Furthermore, the ability to evaluate genetic materials at multiple sites is essential to assess the spectrum of resistance of breeding lines and gain a glimpse of the potential durability. Performance records are organized by the International Network Genetic Evaluation of Rice (INGER) and are used as an indicator of the durability of resistance in varieties. This will require extensive sharing of genetic materials between countries, perhaps through the facilitation of INGER. Gene stacking involving major R genes with overlapping resistance spectra involving superior alleles would confer durable resistance. Integrating advanced breeding methods, modern molecular approaches along with next-generation sequencing (NGS) based methods, and bioinformatic tools will effectively direct in achieving rice blast resistance. High-throughput whole genome sequence (WGS) or target gene sequencing in the elite rice cultivars or core resistant germplasm will provide useful technological means for breeding selection.

In addition, genomic selection should be actively utilized in breeding for blast disease resistance as it exploits the genomic-estimated breeding values of individuals obtained from genome-wide markers to choose candidates for the next breeding cycle. The availability of a standard phenotyping approach and genome-wide high-throughput, cost-effective and flexible markers, especially with the emergence of NGS techniques, has enabled the plant breeders to exploit genomic selection (GS) for crop improvement. The NGS-based genotyping approaches, such as genotyping by sequencing, have significantly improved the prediction level of genomic-estimated breeding values in cereals and other crop species as compared to the other established marker platform and helped in deploying the GS in breeding programs. Furthermore, GS is the most suited approach for breeding for quantitative resistance conferred by minor effect genes, or a combination of minor and major genes tends to produce a more durable resistance in breeding lines (BLs) because it relies on multi-resistant alleles. In addition to increasing the accuracy of selection, GS is expected to reduce rates of inbreeding because the increased accuracy of Mendelian sampling terms in GS allows for the identification and selection of elite breeding candidates from more families, with lower co-selection of sibs. Improved statistical models that leverage genomic information to increase prediction accuracies are critical for the effectiveness of GS-enabled breeding programs.

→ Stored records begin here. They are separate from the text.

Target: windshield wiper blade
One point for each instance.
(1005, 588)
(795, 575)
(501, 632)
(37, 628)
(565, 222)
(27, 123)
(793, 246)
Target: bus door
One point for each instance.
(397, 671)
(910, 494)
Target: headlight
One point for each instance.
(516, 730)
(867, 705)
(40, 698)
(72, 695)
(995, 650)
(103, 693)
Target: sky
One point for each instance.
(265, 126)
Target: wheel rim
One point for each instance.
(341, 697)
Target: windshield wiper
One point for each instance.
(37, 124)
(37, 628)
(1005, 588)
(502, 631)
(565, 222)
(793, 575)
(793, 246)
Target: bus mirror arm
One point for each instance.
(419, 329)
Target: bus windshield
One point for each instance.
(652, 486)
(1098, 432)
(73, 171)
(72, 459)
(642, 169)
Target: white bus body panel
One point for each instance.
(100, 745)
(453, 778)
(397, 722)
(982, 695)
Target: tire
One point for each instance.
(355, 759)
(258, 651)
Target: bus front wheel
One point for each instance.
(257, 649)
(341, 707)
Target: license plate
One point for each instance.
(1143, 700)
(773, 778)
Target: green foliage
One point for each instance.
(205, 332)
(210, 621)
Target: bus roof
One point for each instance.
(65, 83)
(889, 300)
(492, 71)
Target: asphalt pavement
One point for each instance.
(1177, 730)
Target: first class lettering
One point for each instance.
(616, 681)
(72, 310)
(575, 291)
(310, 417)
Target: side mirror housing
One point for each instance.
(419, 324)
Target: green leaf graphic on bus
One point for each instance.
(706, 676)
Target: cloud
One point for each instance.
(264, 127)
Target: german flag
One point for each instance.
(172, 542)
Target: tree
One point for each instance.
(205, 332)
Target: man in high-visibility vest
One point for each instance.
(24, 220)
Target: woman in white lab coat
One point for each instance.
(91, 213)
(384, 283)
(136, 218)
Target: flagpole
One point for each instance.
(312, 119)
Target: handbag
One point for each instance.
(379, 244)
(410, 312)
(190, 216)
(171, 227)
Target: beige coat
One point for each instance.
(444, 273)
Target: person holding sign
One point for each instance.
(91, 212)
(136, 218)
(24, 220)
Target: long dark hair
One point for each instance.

More studies towards a deeper comprehension of defense responses and signal transduction leading to defense responses are required. NILs (Near Isogenic Lines), Multi-parent advanced generation inter-cross (MAGIC) populations, and Nested Association Mapping (NAM) are useful genetic resources for genetic analysis and, eventually, gene cloning. More NILs, MAGIC, and NAM populations for diverse and durable Pi-genes and QTLs could be developed primarily for genetic analysis and for monitoring pathogen populations. Marker-aided foreground and background selection can be used to accelerate NIL development. More expertise could be involved in performing recently developed transgenic and genome editing tools for its better exploitation to develop blast resistance in rice through specific genetic modifications. Broad spectrum resistance may arise due to the mutations in susceptibility genes in plants. Such loss of function mutations in susceptibility genes indirectly imparts disease resistance without yield penalty. Future studies must orient towards the mining of such S genes in rice in order to utilize them through genome modification techniques for developing blast-resistant varieties.